Communicate your expectations to your partner
In order to parent with someone, you have to be on the same page. I am very lucky to have a wonderful partner. I have observed and learned is that if you want your partner to do something, or even act a certain way, you have to tell them. No one reads minds. Be gentle in how you go about making these requests. No one, especially a new parent, likes feeling criticized. If he is doing housework or baby care in a way that bothers me, I tell him gently.
Open up the dialogue. Discuss what kind of parent you want to be with your partner. Since we talked about these things during pregnancy, my husband already knew what topics were important to me. I didn’t have to convince him of cloth diapering, no screen time, and keeping plastics out of the house while also dealing with a new baby.
I could not do this alone. Responsible, sane single parents impress the heck out of me.
Find your tribe
I was resistant to finding new Mom friends. I had mom friends, but no one lived locally. Part of my resistance was thinking other moms would be judgy. All women judge in some way.

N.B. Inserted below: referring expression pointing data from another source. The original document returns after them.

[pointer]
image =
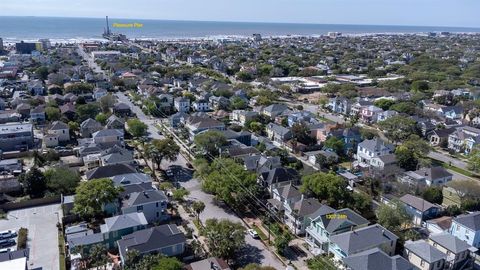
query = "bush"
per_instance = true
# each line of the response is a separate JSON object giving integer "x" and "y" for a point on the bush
{"x": 22, "y": 238}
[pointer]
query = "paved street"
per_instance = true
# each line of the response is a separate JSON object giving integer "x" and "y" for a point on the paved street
{"x": 449, "y": 160}
{"x": 255, "y": 251}
{"x": 41, "y": 223}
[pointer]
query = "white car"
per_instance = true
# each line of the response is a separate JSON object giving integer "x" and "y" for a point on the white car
{"x": 253, "y": 233}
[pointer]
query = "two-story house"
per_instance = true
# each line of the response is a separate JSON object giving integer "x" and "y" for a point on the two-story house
{"x": 419, "y": 209}
{"x": 467, "y": 228}
{"x": 424, "y": 256}
{"x": 332, "y": 222}
{"x": 358, "y": 240}
{"x": 152, "y": 203}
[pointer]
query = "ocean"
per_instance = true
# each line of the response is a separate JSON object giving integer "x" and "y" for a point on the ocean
{"x": 14, "y": 29}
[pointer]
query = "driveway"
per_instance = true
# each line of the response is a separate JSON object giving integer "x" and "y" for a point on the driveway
{"x": 41, "y": 223}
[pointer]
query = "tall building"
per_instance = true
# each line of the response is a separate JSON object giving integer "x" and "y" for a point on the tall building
{"x": 25, "y": 48}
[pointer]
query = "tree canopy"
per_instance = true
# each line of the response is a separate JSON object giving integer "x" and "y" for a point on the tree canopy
{"x": 93, "y": 195}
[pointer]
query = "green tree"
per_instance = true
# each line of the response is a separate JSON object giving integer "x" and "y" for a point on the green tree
{"x": 180, "y": 194}
{"x": 412, "y": 152}
{"x": 398, "y": 128}
{"x": 53, "y": 114}
{"x": 281, "y": 242}
{"x": 393, "y": 217}
{"x": 85, "y": 111}
{"x": 433, "y": 195}
{"x": 254, "y": 266}
{"x": 98, "y": 255}
{"x": 210, "y": 142}
{"x": 327, "y": 187}
{"x": 101, "y": 118}
{"x": 33, "y": 182}
{"x": 137, "y": 128}
{"x": 198, "y": 207}
{"x": 230, "y": 182}
{"x": 384, "y": 103}
{"x": 336, "y": 144}
{"x": 93, "y": 195}
{"x": 159, "y": 150}
{"x": 62, "y": 180}
{"x": 168, "y": 263}
{"x": 42, "y": 72}
{"x": 224, "y": 238}
{"x": 474, "y": 161}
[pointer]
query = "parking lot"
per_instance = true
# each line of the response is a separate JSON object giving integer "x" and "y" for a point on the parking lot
{"x": 41, "y": 223}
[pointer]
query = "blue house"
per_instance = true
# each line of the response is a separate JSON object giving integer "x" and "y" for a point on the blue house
{"x": 467, "y": 228}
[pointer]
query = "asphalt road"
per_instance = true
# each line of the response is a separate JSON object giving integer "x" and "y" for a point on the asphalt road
{"x": 255, "y": 251}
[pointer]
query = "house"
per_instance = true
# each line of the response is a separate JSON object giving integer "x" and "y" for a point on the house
{"x": 88, "y": 127}
{"x": 376, "y": 259}
{"x": 122, "y": 109}
{"x": 114, "y": 122}
{"x": 424, "y": 256}
{"x": 330, "y": 223}
{"x": 99, "y": 93}
{"x": 16, "y": 137}
{"x": 152, "y": 203}
{"x": 242, "y": 116}
{"x": 211, "y": 263}
{"x": 274, "y": 110}
{"x": 277, "y": 177}
{"x": 467, "y": 228}
{"x": 278, "y": 134}
{"x": 439, "y": 225}
{"x": 201, "y": 105}
{"x": 197, "y": 124}
{"x": 369, "y": 114}
{"x": 382, "y": 116}
{"x": 182, "y": 104}
{"x": 419, "y": 209}
{"x": 61, "y": 130}
{"x": 464, "y": 139}
{"x": 457, "y": 251}
{"x": 37, "y": 115}
{"x": 370, "y": 149}
{"x": 166, "y": 239}
{"x": 117, "y": 226}
{"x": 178, "y": 118}
{"x": 358, "y": 240}
{"x": 439, "y": 137}
{"x": 109, "y": 136}
{"x": 109, "y": 171}
{"x": 339, "y": 105}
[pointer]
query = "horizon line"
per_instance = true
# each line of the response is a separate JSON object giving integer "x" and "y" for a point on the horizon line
{"x": 251, "y": 22}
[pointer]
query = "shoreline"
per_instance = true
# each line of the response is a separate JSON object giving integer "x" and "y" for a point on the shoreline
{"x": 13, "y": 40}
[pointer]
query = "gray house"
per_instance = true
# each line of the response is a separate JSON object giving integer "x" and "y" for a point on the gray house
{"x": 153, "y": 203}
{"x": 165, "y": 239}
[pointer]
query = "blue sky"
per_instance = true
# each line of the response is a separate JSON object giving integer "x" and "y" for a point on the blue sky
{"x": 384, "y": 12}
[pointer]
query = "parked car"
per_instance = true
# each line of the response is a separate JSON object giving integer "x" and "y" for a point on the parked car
{"x": 8, "y": 234}
{"x": 7, "y": 243}
{"x": 253, "y": 233}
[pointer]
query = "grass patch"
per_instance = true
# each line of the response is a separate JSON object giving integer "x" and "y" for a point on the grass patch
{"x": 260, "y": 233}
{"x": 455, "y": 169}
{"x": 61, "y": 247}
{"x": 320, "y": 263}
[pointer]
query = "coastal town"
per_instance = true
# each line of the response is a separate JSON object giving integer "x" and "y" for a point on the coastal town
{"x": 355, "y": 152}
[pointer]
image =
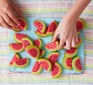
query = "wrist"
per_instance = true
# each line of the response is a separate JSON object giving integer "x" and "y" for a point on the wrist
{"x": 70, "y": 18}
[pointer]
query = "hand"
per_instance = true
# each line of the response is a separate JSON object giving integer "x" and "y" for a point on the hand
{"x": 67, "y": 32}
{"x": 8, "y": 14}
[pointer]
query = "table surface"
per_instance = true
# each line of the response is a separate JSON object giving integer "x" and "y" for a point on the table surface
{"x": 8, "y": 78}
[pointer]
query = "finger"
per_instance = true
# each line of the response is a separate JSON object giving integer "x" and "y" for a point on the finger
{"x": 13, "y": 17}
{"x": 9, "y": 21}
{"x": 73, "y": 42}
{"x": 61, "y": 45}
{"x": 68, "y": 45}
{"x": 77, "y": 39}
{"x": 3, "y": 23}
{"x": 18, "y": 11}
{"x": 55, "y": 36}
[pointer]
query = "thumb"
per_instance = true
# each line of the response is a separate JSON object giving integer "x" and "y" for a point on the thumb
{"x": 18, "y": 11}
{"x": 55, "y": 36}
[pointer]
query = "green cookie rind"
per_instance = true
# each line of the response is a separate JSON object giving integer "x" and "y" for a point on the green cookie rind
{"x": 26, "y": 24}
{"x": 15, "y": 51}
{"x": 22, "y": 66}
{"x": 52, "y": 49}
{"x": 51, "y": 33}
{"x": 51, "y": 53}
{"x": 42, "y": 55}
{"x": 60, "y": 72}
{"x": 41, "y": 35}
{"x": 64, "y": 64}
{"x": 46, "y": 60}
{"x": 71, "y": 55}
{"x": 41, "y": 43}
{"x": 28, "y": 39}
{"x": 78, "y": 45}
{"x": 73, "y": 64}
{"x": 33, "y": 46}
{"x": 38, "y": 72}
{"x": 17, "y": 39}
{"x": 44, "y": 25}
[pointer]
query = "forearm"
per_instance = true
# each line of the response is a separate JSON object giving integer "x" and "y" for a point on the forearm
{"x": 78, "y": 8}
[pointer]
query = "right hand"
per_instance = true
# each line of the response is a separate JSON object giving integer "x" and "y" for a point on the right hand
{"x": 8, "y": 14}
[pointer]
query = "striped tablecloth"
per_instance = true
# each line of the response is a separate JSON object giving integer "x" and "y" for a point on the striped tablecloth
{"x": 47, "y": 8}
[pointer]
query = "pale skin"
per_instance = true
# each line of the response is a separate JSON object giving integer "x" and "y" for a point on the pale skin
{"x": 66, "y": 29}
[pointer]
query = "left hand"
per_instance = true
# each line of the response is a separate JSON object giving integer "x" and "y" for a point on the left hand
{"x": 67, "y": 32}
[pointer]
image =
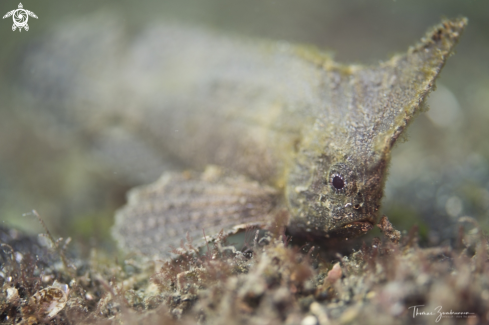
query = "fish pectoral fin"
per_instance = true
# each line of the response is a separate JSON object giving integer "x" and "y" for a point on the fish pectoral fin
{"x": 181, "y": 206}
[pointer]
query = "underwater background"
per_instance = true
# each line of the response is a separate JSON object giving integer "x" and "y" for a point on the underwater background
{"x": 441, "y": 173}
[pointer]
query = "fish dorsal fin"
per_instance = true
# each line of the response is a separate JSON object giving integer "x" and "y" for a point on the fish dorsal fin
{"x": 159, "y": 215}
{"x": 371, "y": 106}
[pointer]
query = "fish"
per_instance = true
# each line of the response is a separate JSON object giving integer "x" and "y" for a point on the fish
{"x": 258, "y": 128}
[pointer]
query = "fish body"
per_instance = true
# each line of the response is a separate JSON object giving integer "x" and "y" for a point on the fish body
{"x": 287, "y": 127}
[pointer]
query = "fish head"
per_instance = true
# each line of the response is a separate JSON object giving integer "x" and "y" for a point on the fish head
{"x": 336, "y": 182}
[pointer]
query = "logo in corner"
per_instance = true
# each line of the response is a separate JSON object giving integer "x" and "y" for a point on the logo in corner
{"x": 20, "y": 17}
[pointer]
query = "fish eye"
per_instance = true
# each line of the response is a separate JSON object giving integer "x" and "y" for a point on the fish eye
{"x": 338, "y": 182}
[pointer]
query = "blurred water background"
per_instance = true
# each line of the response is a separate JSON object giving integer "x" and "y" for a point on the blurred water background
{"x": 440, "y": 174}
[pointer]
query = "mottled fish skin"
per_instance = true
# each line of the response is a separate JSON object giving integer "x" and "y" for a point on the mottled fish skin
{"x": 289, "y": 128}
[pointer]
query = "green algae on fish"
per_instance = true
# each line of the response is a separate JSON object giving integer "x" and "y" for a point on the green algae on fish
{"x": 288, "y": 127}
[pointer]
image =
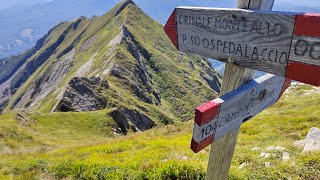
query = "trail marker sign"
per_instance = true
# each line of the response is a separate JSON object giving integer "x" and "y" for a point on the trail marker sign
{"x": 282, "y": 43}
{"x": 224, "y": 114}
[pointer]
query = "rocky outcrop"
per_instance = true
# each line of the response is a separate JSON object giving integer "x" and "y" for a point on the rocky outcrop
{"x": 311, "y": 142}
{"x": 83, "y": 94}
{"x": 127, "y": 119}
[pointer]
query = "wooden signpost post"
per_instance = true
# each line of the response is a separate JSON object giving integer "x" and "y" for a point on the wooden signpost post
{"x": 227, "y": 113}
{"x": 282, "y": 43}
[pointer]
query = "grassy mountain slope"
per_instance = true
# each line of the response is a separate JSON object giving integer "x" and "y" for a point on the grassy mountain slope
{"x": 121, "y": 63}
{"x": 164, "y": 152}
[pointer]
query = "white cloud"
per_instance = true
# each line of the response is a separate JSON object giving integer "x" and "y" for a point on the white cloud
{"x": 27, "y": 33}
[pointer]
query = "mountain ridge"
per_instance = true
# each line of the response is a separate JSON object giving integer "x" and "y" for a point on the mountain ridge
{"x": 121, "y": 60}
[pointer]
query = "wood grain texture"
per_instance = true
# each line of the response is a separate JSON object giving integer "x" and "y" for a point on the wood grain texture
{"x": 238, "y": 106}
{"x": 222, "y": 150}
{"x": 252, "y": 39}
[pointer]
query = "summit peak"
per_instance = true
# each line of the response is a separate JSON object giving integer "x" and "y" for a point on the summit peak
{"x": 123, "y": 4}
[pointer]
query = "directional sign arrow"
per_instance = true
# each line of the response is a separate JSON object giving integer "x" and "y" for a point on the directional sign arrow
{"x": 224, "y": 114}
{"x": 281, "y": 43}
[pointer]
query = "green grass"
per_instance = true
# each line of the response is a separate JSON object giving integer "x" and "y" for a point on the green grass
{"x": 161, "y": 153}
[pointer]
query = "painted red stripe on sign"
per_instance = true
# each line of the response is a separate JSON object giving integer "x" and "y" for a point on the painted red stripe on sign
{"x": 285, "y": 86}
{"x": 195, "y": 147}
{"x": 307, "y": 24}
{"x": 206, "y": 112}
{"x": 171, "y": 29}
{"x": 303, "y": 72}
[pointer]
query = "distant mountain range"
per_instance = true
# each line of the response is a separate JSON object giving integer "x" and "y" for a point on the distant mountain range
{"x": 21, "y": 26}
{"x": 121, "y": 61}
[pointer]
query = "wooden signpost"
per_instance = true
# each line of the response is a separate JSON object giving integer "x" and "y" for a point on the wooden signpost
{"x": 227, "y": 113}
{"x": 282, "y": 43}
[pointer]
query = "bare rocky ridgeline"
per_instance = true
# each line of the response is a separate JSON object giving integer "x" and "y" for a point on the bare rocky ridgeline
{"x": 121, "y": 62}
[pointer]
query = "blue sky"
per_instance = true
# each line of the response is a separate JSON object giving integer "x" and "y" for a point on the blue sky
{"x": 4, "y": 4}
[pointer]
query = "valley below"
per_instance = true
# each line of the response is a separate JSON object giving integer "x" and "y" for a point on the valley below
{"x": 75, "y": 145}
{"x": 110, "y": 97}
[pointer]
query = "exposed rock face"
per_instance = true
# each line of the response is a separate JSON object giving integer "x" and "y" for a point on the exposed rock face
{"x": 82, "y": 94}
{"x": 124, "y": 49}
{"x": 127, "y": 118}
{"x": 311, "y": 142}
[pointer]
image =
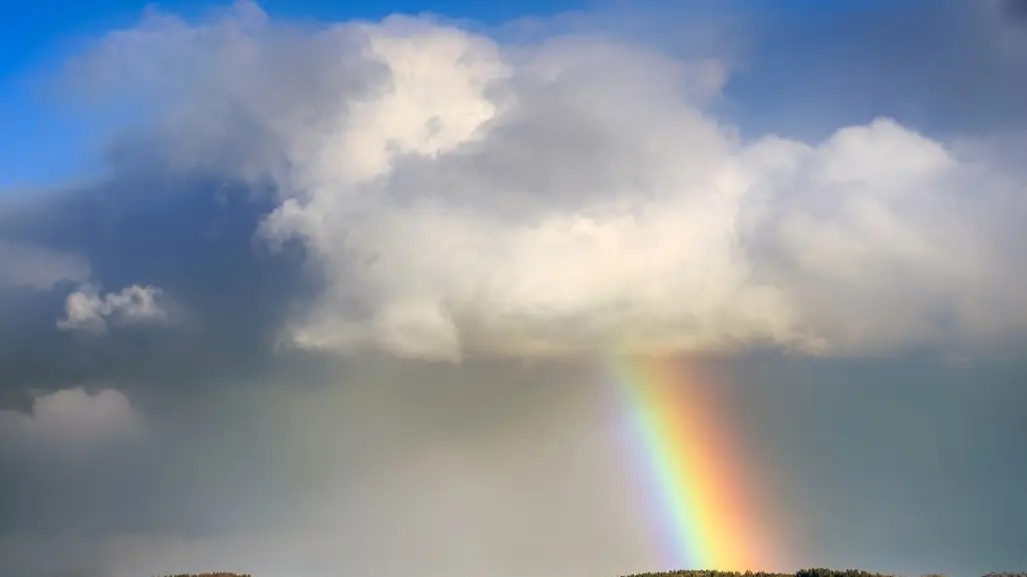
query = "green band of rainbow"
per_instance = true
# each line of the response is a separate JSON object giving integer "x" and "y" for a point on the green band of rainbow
{"x": 700, "y": 503}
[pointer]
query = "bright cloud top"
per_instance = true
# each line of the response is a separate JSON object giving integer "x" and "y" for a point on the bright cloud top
{"x": 72, "y": 420}
{"x": 461, "y": 197}
{"x": 86, "y": 309}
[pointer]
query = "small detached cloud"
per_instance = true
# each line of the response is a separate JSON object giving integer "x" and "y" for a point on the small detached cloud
{"x": 26, "y": 266}
{"x": 86, "y": 309}
{"x": 71, "y": 420}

It may take time to find your tribe of women, but it is worth it. There are people who really will be interested in the mundane things about your baby that are worrying you. Another new Mom understands those silly baby care worries. I call them silly now because I got through them. (Those other new Moms are now available to me for tantrum advice.)
Don’t turn to your Facebook wall and bother everyone you know. Social media can be helpful, but keep it to Moms groups. I’ll write more in the future about finding your tribe.
Do what is best for you and your little family. Don’t compare yourself to how anyone else’s little family operates. Grasping that you are your own little family may be hard. Do not compare yourself to your sister, mother, cousin, friend, etc. Trust your instincts. You know what is best.